On Friday, April 16, 2010, the S.E.C. stunned the markets, suing Goldman Sachs and charging the firm with
omitting information that would have been crucial to investors in
Abacus. The agency brought a charge against Tourre, as well. Goldman’s
stock dropped thirteen per cent that day, erasing ten billion dollars of
its market capitalization.
A couple
of months later, on July 15th, the S.E.C. settled with Goldman for five
hundred and fifty million dollars. Goldman Sachs did not admit any
wrongdoing. The S.E.C. wrung an apology out of the bank, which the agency perceived as scoring a victory, but which critics called inadequate.
It
would be the only S.E.C. action brought against the bank for its
actions in this corner of the mortgage-securities markets just before
the meltdown, although a Senate investigation uncovered questionable
behavior related to other Goldman mortgage securities. The Justice
Department recently settled a case with Goldman that charged that the
bank had misrepresented mortgage-backed securities. The bank had to pay
on the order of five billion dollars. The Justice Department did not
charge any individuals.
In 2013,
Fabrice Tourre was found liable in a civil trial and ordered to pay more
than eight hundred and fifty thousand dollars. He is now a Ph.D.

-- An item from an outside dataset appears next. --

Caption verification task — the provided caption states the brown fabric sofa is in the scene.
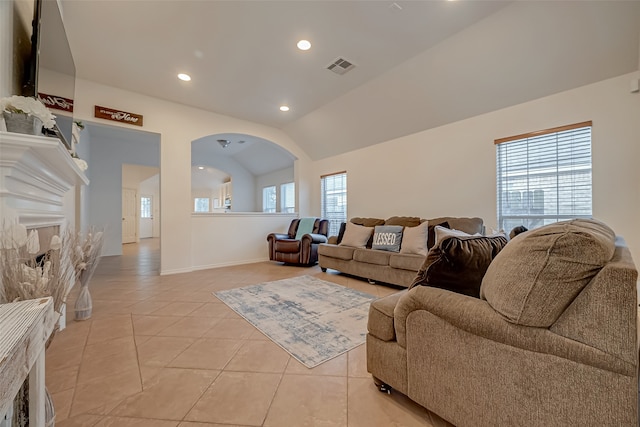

candidate at the University of Chicago.
Kidney
became disillusioned. Upon retiring, in 2014, he gave an impassioned
going-away speech, in which he called the S.E.C. “an agency that polices
the broken windows on the street level and rarely goes to the penthouse
floors.”
In
our conversations, Kidney reflected on why that might be. The oft-cited
explanations—campaign contributions and the allure of private-sector
jobs to low-paid government lawyers—have certainly played a role. But to
Kidney, the driving force was something subtler. Over the course of
three decades, the concept of the government as an active player had
been tarnished in the minds of the public and the civil servants working
inside the agency. In his view, regulatory capture is a psychological
process in which officials become increasingly gun shy in the face of
criticism from their bosses, Congress, and the industry the agency is
supposed to oversee. Leads aren’t pursued. Cases are never opened. Wall
Street executives are not forced to explain their actions.
Kidney
still rues the Goldman case as a missed chance to learn the lessons of
the financial crisis. “The answers to unasked questions are now lost to
history as well as to law enforcement,” he said. “It is a shame.”